While each of the songs on this disc has its own distinct feel and musical style, there is an overarching sensibility to the record that keeps it cohesive. Alarum understands the difficulty of what they're trying to pull off, and though they frequently approach the limit, they never cross the sometimes fuzzy boundary into "trying too hard" territory. I suppose if one were really some sort of metal purist they might not be able to appreciate some of what Alarum is doing here, but anyone with an open mind and a general knowledge of music will be in awe of Alarum's songwriting and musicianship.

Some readers are probably groaning at the thought of another band that claims to use lots of "parts," and most fans of complex metal have probably seen the word "jazz" thrown around as much as the word "brutal." While the description offered here might not seem particularly appealing to everyone, Alarum surpasses the ability of any band of this sort I've heard before by such immense leaps and bounds, they should ban all other bands from claiming to be "progressive." Any band that claims to be "technical" due to the incorporation of twenty-seven parts in each song should take notes from Alarum's musical success. They prove, in one album, that ridiculous speed and knowledge of scales are no match for inspiration and genuine songwriting ability.

Additionally, anyone looking for a so-called "metal" album may want to look elsewhere. While Alarum certainly utilizes frequent metal guitars, vocals and drumming, they don't often follow any sort of metal formula. Often the double bass will be matched by half-speed guitars or the more traditional riffs will be underscored by jazz or rock drumming instead of blastbeats. The fact that metal fans are the most obvious audience for Alarum springs more from their tolerance for the abrasive than their inclination to genuinely appreciate Eventuality.

The only element of Alarum's complete sound that doesn't always live up to expectations is the occasionally weak vocals. Mark Palfreyman's growls and screams could be a strong centerpiece to any contemporary metal band, but his melodic vocals aren't always as powerful. If there were one way Alarum could get even better, it would either be to add an additional vocalist or simply have Palfreyman develop his own voice a bit. Otherwise, Alarum have reached creative heights to which so many of their "technical" and "progressive" peers have aspired.

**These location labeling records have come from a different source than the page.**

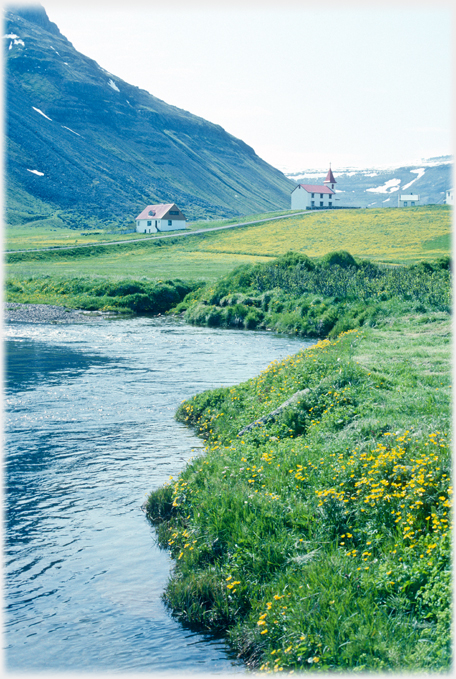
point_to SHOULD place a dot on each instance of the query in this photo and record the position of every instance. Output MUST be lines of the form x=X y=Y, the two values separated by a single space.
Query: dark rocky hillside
x=85 y=145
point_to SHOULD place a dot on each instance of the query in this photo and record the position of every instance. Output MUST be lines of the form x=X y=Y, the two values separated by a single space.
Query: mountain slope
x=81 y=140
x=380 y=187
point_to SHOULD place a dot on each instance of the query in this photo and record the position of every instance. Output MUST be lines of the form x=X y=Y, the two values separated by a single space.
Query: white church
x=314 y=196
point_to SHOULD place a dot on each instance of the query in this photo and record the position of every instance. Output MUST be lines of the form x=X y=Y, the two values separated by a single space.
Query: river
x=89 y=432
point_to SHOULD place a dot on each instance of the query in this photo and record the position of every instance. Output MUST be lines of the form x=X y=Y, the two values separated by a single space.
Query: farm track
x=169 y=235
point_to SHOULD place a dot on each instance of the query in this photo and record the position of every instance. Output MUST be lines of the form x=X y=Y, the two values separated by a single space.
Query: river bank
x=320 y=539
x=89 y=430
x=48 y=313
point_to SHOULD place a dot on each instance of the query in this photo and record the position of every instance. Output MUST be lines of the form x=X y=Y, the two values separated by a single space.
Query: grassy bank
x=319 y=538
x=317 y=298
x=124 y=296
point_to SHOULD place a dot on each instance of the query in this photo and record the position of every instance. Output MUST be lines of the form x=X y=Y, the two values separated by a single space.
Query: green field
x=319 y=538
x=52 y=233
x=389 y=235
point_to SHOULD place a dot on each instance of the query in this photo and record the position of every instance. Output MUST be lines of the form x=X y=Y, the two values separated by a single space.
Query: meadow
x=313 y=535
x=52 y=232
x=319 y=539
x=387 y=235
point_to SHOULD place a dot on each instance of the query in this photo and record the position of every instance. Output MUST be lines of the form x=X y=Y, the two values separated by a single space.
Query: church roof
x=330 y=178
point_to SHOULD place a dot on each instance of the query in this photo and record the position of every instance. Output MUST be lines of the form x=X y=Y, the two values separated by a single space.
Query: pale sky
x=303 y=83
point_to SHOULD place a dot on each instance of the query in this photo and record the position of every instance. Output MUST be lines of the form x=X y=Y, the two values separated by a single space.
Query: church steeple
x=330 y=178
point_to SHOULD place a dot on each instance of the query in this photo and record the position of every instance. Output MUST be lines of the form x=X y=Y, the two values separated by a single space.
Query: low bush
x=321 y=298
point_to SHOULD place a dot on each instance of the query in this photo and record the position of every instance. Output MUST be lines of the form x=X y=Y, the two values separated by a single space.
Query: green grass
x=51 y=231
x=124 y=296
x=319 y=540
x=317 y=298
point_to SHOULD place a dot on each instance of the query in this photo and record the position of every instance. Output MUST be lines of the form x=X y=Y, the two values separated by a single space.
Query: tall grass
x=124 y=296
x=318 y=298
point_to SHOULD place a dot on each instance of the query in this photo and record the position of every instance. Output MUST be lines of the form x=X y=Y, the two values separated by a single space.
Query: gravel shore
x=46 y=313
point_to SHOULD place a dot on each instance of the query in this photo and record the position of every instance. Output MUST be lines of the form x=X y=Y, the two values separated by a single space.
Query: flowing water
x=89 y=432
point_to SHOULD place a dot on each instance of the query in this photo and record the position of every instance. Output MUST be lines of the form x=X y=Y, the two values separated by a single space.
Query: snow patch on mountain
x=69 y=128
x=420 y=171
x=15 y=40
x=112 y=84
x=41 y=113
x=390 y=186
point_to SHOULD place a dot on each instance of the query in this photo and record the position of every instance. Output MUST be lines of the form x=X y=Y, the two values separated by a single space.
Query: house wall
x=302 y=200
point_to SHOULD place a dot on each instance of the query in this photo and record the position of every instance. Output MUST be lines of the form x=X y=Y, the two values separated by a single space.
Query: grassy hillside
x=393 y=235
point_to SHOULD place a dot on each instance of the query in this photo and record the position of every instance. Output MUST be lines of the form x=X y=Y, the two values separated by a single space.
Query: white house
x=408 y=200
x=314 y=196
x=162 y=217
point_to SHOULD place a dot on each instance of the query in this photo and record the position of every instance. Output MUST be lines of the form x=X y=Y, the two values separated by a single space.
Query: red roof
x=330 y=177
x=156 y=211
x=316 y=188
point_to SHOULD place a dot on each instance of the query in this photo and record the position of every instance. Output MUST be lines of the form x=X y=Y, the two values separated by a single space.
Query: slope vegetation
x=82 y=141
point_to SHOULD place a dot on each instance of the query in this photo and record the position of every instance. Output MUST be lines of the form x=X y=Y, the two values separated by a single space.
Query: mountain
x=378 y=187
x=84 y=143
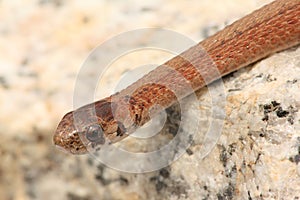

Bottom Line: Alarum's Eventuality was one of the unsung triumphs of 2004. It arrived with very little fanfare but will hopefully be mentioned alongside progressive classics like Cynic's Focus when the evolution of metal is studied years from now. Alarum's Eventuality is both a great listen and a potential landmark album. If you have a love of metal and an understanding of music, Eventuality will floor you.

Comments
Ron_   posted 5/10/2005 5:39:27 AM
I cant get into this f*cking garbage at all
HB_Dad_   posted 1/28/2005 9:08:13 PM
Amazing shit! I fully agree with this review, EXCEPT about the aspects of the vocals that are bad. I think the clean vocals are fine (except the dual layering of them at times), but the growls sound like ass. I agree with another repliers Metallica comment totally. His growls give the songs a wierd unwanted 80's vibe to the songs. I would prefer a more gruff death-metal/metalcore style vocal for the metal stuff along the lines of the vocalist on the new Bury Your Dead. That style may be ever-pre
jon_   posted 1/26/2005 9:00:41 PM
i don't see the complaints about the mix... everything is extremely clean, the only complaint i may have is the vocals are bit up front and there could be more guitars but its definitely a decent recording. they are one of the very few bands today playing this style and IMO the best at it since CYNIC. the album gets alot better the more you listen to it and get to know it. i personally really like the clean vocals, the cleans are done better than the other vocal style. top notch disc.
anonymous   posted 1/26/2005 5:16:25 PM
Don't have the cd, but i've heard some really good songs by this band. But I'll have to agree with everybody else; The music is really good, but the vocals need a lot of work. In my opinion, I think the vocals sound too much like Matallica's.